Many coconut growers say that coconut export tax is necessary to save the coconut manufacturing industry, but also worry that this will reduce the price, bringing disadvantages.
However, Van says that most of the manufacturing factories in Ben Tre are designed to work with high capacity and will operate in full capacity if they have sufficient inputs.
Besides, many manufacturers, including Ben Tre Coconut Import and Export Joint Stock Company, have planned to make new products like coconut powder milk, charcoal to enhance coconut’s values.
Therefore, coconut price is unlikely to go down.
In early 2010, 12 coconuts were sold for VND40,000. This peaked to VND110,000 per 10 coconuts at the end of the year.
Some manufacturers shifted to exporting raw coconuts for a higher income.
Japanese Uniqlo to hire Vietnamese employees
Japanese clothing retail chain Uniqlo will employ a number of Vietnamese graduates to work overseas as store manager/area manager and production manager.

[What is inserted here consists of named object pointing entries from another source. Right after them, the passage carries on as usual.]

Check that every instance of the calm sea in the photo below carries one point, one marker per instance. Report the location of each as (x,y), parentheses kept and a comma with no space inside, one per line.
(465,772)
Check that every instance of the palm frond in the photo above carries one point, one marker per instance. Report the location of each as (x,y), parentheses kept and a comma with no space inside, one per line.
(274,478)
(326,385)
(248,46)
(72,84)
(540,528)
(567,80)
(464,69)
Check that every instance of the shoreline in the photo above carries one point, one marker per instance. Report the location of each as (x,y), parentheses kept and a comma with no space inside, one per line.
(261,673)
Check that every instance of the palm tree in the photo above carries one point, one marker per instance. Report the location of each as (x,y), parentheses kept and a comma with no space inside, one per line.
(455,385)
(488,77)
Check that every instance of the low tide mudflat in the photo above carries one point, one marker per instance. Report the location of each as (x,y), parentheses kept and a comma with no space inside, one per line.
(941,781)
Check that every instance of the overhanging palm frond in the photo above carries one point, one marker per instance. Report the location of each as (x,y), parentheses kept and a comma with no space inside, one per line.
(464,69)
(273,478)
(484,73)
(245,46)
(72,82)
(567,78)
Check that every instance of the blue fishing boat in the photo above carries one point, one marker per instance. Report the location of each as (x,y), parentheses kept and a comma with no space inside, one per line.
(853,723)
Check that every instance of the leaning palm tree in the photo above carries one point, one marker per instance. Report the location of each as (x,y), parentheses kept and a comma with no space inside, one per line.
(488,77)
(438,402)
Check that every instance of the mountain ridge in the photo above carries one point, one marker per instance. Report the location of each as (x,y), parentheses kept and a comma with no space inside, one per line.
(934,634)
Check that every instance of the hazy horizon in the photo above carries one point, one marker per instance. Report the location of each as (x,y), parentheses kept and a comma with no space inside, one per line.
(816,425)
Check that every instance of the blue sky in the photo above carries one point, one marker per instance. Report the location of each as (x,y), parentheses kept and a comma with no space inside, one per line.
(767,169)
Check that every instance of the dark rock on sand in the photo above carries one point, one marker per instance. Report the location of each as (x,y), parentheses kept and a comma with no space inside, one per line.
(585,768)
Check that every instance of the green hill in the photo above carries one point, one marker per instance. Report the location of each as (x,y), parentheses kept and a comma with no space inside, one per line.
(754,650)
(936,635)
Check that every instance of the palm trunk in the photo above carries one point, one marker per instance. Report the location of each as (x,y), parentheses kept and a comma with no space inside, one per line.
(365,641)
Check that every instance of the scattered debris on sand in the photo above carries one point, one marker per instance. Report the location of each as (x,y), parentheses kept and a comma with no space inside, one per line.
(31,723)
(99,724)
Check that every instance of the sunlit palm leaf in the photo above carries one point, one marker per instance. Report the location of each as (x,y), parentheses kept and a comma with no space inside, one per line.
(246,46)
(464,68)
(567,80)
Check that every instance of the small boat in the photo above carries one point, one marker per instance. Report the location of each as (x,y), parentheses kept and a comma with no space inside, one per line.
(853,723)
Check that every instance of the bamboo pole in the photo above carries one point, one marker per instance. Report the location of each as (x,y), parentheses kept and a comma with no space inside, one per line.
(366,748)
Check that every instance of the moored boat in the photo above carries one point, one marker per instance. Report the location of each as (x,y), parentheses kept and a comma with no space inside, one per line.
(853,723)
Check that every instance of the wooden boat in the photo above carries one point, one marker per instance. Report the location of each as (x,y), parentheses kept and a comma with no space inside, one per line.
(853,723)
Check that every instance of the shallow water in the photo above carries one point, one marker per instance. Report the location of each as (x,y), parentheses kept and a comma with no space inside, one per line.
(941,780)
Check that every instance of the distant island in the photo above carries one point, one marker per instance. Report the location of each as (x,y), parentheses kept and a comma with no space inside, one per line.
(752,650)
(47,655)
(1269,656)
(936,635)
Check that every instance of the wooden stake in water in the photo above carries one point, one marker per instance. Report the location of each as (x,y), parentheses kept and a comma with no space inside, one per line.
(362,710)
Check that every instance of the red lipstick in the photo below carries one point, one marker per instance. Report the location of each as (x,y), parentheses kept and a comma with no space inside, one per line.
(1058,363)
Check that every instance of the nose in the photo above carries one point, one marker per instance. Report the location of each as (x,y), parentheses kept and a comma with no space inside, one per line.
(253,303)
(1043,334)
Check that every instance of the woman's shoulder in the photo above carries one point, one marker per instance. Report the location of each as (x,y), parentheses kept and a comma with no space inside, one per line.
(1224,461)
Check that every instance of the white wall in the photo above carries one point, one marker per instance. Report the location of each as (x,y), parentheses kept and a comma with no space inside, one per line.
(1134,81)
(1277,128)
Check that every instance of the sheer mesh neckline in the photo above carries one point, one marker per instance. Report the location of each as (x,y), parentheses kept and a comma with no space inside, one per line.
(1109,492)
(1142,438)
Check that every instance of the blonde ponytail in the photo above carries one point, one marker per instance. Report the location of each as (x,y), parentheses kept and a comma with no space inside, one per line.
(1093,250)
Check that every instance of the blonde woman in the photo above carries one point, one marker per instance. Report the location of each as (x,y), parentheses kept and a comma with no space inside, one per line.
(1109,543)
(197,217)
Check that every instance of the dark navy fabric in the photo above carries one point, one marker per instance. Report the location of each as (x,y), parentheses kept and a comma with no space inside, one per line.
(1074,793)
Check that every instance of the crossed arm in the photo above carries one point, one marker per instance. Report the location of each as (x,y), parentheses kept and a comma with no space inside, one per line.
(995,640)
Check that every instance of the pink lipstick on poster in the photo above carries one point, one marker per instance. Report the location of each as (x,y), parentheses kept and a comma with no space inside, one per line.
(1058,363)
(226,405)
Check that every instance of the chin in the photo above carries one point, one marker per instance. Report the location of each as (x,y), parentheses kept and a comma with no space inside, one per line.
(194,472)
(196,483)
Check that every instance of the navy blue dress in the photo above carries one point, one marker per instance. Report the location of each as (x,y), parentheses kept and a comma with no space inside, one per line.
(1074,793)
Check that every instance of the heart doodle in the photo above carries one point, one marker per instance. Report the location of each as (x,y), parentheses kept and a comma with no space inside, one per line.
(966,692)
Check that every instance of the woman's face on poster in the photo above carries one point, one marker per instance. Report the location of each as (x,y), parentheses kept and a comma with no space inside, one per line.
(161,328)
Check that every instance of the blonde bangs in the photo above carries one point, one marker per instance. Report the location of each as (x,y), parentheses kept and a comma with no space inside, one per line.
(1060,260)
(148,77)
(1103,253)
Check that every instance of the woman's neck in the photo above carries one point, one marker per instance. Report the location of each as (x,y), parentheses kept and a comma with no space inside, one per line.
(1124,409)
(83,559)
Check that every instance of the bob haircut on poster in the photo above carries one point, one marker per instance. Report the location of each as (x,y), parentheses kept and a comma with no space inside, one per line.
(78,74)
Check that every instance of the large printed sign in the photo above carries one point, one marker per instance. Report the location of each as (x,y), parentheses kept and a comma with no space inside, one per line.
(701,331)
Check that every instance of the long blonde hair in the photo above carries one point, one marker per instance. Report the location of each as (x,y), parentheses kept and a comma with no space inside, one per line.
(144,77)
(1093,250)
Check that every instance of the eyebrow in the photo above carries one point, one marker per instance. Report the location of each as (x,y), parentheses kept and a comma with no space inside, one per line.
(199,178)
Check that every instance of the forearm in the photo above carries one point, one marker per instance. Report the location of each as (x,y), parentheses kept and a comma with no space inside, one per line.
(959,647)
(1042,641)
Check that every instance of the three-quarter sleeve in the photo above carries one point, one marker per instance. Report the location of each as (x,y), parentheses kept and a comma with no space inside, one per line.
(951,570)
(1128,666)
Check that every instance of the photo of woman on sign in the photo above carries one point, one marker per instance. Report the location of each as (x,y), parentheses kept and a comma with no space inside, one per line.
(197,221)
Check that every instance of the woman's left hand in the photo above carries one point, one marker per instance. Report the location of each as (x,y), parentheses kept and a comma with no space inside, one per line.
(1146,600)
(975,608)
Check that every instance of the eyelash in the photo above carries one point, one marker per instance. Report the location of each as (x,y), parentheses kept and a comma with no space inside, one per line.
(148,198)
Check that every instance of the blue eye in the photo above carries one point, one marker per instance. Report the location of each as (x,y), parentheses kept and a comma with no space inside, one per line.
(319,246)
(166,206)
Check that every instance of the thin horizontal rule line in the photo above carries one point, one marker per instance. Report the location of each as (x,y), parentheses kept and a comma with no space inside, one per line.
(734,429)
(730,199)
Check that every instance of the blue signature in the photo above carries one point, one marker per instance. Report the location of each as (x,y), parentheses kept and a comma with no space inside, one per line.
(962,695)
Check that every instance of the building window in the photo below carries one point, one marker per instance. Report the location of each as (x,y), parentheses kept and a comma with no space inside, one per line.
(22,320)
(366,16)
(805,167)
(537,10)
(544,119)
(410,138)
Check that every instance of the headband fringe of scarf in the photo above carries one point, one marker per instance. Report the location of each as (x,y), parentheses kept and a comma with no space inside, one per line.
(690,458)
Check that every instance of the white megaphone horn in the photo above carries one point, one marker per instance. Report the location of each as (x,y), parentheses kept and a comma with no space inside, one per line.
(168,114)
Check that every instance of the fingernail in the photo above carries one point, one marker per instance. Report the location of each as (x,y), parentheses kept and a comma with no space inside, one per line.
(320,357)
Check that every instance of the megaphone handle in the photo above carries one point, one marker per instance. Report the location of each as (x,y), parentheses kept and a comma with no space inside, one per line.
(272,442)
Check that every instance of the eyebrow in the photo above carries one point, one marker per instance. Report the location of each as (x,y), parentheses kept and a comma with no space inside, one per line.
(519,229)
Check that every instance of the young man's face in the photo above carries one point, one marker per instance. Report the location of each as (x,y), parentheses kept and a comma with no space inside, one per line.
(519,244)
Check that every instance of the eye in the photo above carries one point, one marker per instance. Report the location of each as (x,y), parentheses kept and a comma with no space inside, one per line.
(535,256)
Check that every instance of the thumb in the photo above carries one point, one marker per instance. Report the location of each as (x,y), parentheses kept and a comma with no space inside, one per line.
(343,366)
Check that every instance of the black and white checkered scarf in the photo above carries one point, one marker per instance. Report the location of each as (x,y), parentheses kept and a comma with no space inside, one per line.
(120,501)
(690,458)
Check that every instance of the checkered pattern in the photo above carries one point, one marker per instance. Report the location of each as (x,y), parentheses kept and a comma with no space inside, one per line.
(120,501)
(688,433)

It has launched five workshops in Hanoi and Ho Chi Minh City to seek potential Vietnamese candidates who will contribute to the company’s global expansion project.
It is a part of the New Graduate Global Hiring program -- the expansion of its new graduate hiring overseas -- aiming at new graduates who have the potential of becoming its next generation of managers for the globalization of the Uniqlo brand.
Asked about the number of expected Vietnamese employees to be hired, the representatives said the more the better since a great quantity of human resources is in need in its global expansion scheme.
Vietnamese graduates of any majors from big universities in Hanoi and HCMC or those are competent in business-level English (Japanese language skill is not required) with business acumen / business management knowledge or study background will have a chance to apply for the jobs.
Recommended universities include Hanoi University of Technology, Vietnam National University Hanoi, Foreign Trade University Hanoi, University of Social Sciences and Humanities HCMC or HCMC University of Technology.
Opportunities are also opened up to all university graduates meeting the requirements, and to those who have experience in the field, said Uniqlo’s representatives at the final company briefing session organized at HCMC University of Technology on Sunday afternoon.
Store managers are expected to increase sales through designing the layout of store merchandise, maintaining inventories, managing store staffs and ensuring customer satisfaction in stores in all over the globe or in Uniqlo headquarters in Japan.
Production managers at manufacturing site or in production headquarters in Shanghai are expected to perform production process management, quality control, maintain relationship with material manufacturers and so on.
The applicants who have attended the workshop can log on for Uniqlo’s online CV entry, write an essay and join an online skill test. Those who are chosen will take part in an interview session in Vietnam which is expected on May 26-29.
The finalists will participate in the final interview in Japan and be offered an internship at Uniqlo there by June this year, while production manager candidates will have a production internship in Shanghai, China one month earlier.
They will start as a store employee during a minimum of 6 months to a maximum 2 years in Japan. During this period, the first goal of each candidate is to attain a UNIQLO store manager certification in Japan.
The production manager trainee would continuously need to work at production related departments in HQ and manufacturing site before promotion to production manager.
With the target to be the world leading clothing manufacturer- retailer by 2020 with annual sales of 500 million yen ($60 billion), Uniqlo is speeding up opening more stores in European region and Asia.
It has a total of 953 stores, including 809 stores in Japan, 144 stores in foreign countries like the UK, France, Russia, South Korea, China, Singapore, Malaysia and the US.
The brand, the world No.1 retail chain with revenues of US$8.15 billion as of the latest fiscal year ended on August 2010, enjoyed an annual growth of about 19 percent last year.